What about emergency communications? You absolutely must have a system for sending text messages to every parent's smartphone in the event of an emergency. K12Alerts or similar software is worth every penny. I understand that your community will tune in to the morning news or scan the school's website if bad weather is forecast. But what if the unthinkable happens at 11:45 a.m. on a Wednesday morning? You need to alert parents instantly. If you do not have the budget for a proprietary software application to alert your parents in an emergency, then put in place a 21st-century version of the old telephone round robin. Here's how it works: the school texts one parent in each class who has taken on the responsibility for always being available. That designated parent then forwards the school's message to half of the class parents including one parent who forwards the message to the other half of the class. Texting is virtually instant. It leaves a trail. You must have some form of an alert system in place.

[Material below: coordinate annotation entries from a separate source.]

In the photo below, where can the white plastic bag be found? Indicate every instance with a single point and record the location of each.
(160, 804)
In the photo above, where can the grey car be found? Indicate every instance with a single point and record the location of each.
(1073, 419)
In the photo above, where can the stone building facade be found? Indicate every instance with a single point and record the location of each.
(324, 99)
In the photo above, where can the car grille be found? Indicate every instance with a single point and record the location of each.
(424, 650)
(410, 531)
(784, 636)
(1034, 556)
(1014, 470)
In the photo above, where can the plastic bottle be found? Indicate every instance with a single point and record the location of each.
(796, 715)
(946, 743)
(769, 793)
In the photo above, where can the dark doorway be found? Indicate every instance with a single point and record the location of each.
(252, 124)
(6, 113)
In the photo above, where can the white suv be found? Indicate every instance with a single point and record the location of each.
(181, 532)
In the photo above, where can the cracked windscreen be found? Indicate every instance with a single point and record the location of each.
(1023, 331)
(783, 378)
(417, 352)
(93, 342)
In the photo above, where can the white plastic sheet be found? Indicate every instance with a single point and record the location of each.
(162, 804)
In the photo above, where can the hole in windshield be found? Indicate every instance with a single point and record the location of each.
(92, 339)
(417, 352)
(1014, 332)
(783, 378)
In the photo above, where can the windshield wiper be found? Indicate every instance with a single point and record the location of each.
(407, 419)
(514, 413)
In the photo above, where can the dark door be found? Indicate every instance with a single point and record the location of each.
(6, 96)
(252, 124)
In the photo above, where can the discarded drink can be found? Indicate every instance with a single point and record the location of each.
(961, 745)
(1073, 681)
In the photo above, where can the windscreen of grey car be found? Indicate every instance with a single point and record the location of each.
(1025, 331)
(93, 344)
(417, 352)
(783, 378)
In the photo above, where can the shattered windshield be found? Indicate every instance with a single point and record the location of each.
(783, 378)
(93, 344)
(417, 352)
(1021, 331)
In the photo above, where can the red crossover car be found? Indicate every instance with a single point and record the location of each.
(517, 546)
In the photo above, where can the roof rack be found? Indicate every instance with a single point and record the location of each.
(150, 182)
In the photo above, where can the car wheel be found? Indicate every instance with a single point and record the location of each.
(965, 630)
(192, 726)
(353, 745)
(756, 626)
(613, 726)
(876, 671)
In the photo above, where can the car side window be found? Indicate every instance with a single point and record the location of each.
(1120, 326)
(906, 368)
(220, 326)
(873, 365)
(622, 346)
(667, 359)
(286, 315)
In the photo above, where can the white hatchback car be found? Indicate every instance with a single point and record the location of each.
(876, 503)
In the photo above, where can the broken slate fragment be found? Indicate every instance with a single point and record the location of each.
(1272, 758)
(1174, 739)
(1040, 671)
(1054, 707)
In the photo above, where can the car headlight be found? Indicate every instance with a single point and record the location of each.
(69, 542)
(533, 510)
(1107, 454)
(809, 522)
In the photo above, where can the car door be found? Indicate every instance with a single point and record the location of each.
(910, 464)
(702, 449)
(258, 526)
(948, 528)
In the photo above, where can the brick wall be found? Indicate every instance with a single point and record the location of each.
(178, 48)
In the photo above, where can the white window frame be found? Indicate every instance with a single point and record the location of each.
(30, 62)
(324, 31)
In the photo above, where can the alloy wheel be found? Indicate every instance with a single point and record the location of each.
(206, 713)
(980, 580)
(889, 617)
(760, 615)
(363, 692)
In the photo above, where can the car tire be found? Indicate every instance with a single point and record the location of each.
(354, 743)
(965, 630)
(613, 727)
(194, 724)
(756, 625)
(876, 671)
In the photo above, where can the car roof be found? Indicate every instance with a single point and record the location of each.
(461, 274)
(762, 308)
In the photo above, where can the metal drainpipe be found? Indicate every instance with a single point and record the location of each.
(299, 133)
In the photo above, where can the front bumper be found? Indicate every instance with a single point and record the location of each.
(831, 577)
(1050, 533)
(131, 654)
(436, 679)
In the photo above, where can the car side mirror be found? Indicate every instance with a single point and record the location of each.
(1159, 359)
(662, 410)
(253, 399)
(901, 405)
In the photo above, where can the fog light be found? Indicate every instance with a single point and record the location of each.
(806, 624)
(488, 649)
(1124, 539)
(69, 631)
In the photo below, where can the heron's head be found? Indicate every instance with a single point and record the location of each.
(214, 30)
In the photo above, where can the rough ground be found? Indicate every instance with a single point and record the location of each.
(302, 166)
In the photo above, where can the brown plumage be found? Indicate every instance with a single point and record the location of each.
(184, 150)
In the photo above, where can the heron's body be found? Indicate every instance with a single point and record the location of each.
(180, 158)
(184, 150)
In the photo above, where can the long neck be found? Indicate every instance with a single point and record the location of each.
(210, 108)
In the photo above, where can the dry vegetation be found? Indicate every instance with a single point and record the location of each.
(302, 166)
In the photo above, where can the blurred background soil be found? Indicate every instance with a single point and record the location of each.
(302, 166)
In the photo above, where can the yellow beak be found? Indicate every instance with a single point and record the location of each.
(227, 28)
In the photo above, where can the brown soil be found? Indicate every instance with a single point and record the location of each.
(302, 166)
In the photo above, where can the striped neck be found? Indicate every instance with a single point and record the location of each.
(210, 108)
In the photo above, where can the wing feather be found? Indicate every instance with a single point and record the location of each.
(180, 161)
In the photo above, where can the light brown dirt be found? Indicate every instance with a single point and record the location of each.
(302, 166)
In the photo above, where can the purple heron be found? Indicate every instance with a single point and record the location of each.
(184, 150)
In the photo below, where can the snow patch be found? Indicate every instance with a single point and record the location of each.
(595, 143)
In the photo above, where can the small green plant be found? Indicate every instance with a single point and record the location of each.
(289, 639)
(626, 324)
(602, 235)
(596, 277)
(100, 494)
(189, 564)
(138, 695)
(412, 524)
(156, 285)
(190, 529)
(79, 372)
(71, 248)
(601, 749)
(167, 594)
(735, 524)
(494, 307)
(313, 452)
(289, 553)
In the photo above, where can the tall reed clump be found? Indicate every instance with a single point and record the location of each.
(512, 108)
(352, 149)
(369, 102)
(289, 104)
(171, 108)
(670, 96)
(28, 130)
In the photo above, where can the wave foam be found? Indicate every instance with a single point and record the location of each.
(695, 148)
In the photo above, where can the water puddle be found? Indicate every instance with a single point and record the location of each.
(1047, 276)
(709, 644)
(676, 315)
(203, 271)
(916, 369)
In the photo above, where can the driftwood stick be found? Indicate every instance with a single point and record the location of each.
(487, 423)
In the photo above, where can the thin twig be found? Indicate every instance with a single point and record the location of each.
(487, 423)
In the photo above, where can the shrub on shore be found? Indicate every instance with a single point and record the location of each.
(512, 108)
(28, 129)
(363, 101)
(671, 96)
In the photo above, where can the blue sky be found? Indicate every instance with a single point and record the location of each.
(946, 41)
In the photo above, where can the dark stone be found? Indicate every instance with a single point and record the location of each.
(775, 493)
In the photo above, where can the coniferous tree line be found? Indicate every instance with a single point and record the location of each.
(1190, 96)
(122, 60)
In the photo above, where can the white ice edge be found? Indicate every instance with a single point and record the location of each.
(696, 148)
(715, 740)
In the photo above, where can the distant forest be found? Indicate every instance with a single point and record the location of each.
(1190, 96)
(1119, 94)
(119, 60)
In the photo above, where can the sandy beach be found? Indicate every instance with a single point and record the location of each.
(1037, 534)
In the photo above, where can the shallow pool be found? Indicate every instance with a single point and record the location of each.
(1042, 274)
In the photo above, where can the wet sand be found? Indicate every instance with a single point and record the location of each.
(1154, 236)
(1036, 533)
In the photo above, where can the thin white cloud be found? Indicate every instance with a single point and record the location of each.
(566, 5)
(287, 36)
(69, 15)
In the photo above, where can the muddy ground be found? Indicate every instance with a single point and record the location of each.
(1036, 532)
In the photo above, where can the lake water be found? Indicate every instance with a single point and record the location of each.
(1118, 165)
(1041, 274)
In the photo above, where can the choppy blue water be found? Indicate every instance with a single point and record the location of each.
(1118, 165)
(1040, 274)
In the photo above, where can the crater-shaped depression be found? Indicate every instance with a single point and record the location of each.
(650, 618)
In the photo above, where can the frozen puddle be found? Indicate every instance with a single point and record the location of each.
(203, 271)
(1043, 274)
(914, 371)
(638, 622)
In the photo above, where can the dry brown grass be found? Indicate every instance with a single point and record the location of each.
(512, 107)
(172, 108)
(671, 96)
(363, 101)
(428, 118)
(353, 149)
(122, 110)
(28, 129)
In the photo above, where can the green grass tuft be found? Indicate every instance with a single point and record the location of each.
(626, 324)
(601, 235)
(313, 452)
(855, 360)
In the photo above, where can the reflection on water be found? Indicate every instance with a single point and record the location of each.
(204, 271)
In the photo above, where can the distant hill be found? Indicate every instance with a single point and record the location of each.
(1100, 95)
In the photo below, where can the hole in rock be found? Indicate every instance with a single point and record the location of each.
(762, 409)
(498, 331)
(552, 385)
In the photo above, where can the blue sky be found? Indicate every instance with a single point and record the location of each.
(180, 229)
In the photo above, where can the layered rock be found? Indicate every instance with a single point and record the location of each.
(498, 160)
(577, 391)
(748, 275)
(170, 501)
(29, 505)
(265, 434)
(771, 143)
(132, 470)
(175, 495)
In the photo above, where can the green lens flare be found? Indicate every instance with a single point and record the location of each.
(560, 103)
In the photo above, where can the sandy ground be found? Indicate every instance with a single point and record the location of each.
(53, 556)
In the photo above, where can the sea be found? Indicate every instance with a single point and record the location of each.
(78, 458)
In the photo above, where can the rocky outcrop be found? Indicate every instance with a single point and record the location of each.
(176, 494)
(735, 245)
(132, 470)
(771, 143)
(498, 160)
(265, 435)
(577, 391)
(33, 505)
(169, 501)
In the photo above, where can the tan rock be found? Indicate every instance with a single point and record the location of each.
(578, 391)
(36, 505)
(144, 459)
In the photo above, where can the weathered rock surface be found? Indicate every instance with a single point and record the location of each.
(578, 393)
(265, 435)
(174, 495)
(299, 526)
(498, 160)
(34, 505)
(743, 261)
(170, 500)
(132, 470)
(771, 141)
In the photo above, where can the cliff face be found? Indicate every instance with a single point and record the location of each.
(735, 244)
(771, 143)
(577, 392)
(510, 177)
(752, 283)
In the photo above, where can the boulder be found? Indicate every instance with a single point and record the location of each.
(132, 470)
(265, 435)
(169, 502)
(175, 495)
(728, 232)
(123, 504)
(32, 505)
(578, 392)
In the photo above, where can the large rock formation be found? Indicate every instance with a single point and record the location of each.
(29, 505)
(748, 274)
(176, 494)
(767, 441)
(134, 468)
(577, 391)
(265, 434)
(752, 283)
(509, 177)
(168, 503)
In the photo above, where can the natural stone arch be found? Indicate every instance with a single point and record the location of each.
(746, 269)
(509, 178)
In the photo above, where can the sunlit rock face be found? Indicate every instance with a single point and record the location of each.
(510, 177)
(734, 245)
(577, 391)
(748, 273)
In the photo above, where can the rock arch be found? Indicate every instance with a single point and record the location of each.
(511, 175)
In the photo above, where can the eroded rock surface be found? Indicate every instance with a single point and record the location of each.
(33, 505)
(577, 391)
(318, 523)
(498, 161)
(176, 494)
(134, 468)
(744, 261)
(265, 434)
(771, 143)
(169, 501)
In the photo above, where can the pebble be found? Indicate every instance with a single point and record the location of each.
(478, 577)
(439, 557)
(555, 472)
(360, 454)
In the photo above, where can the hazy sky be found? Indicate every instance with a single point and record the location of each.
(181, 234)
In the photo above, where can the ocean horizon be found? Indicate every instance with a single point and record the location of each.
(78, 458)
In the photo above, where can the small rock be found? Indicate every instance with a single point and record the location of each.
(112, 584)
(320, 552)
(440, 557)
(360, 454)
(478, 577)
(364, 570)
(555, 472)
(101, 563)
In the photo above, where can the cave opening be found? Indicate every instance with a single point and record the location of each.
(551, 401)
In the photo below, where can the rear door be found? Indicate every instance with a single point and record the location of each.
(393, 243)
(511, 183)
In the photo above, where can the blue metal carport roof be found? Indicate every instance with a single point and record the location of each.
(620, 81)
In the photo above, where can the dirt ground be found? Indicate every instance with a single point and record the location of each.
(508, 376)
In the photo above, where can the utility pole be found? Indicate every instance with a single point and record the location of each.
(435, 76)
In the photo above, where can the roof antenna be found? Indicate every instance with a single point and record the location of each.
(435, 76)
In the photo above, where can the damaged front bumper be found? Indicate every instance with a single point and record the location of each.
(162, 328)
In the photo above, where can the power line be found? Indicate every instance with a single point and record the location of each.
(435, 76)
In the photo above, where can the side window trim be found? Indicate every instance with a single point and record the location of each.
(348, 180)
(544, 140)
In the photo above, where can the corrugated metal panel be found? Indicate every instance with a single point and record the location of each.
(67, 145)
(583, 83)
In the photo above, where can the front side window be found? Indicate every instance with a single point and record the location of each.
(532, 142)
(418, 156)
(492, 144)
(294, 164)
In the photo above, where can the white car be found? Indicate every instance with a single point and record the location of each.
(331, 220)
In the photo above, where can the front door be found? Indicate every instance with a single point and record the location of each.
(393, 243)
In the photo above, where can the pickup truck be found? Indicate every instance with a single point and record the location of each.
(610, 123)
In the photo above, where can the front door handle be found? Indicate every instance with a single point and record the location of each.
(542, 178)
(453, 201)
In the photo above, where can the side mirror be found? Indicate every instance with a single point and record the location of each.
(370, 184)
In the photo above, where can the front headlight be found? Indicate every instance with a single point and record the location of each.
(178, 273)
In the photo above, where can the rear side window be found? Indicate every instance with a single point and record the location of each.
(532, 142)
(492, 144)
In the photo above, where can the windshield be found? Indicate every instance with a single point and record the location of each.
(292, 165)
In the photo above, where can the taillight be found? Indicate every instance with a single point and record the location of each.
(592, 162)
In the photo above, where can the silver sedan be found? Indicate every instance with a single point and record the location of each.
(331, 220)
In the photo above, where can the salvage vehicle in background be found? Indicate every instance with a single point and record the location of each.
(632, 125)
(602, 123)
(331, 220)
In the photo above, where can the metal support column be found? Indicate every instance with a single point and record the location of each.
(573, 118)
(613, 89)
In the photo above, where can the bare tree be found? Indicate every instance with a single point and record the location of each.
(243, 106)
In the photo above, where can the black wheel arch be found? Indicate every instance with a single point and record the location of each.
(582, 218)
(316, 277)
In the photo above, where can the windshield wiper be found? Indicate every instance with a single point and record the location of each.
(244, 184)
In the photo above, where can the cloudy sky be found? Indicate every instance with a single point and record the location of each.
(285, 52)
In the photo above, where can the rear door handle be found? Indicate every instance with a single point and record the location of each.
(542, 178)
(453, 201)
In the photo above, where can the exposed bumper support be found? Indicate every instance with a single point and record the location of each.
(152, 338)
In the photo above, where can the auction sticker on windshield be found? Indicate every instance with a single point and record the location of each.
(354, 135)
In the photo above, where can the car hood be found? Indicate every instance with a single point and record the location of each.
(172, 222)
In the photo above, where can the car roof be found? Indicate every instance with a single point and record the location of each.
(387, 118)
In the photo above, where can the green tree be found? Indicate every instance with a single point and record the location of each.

By now you are probably wondering what any of this has to do with marketing. It has everything to do with it. Remember how I said that we have to control the message? It starts at the top and works its way throughout your community. Your message is clear, consistent, and authoritative. Furthermore, because you have varying age groups within your community you have taken extra care to ensure that the younger, easily distracted members receive the message as well as have it explained to them. This short video underscores the importance of clarity and conciseness in your communications.
You will inspire confidence in the adult members of your community with clear, consistent, and authoritative communications. The adult members of your community probably will take all of your smooth, efficient messaging for granted, of course. But think of all the goodwill which you will generate. Your faculty and staff will know what is going on and what is expected of them.
Your biggest fans of clear, consistent, and authoritative communications will be your parents. Parents who feel their school is well-run, as well as a place where their children are getting a fantastic education, will be your very best advertisement.
To sum up, in this second article about Marketing the Small Private School we have focused on laying the foundation for a uniform marketing strategy for your school. The next article in this series, Marketing the Small Private School: Communicating Outside Your Community, will offer some suggestions for reaching outside your immediate school community. Yes, we will discuss some ways of selling your school. That is, after all, what marketing is all about.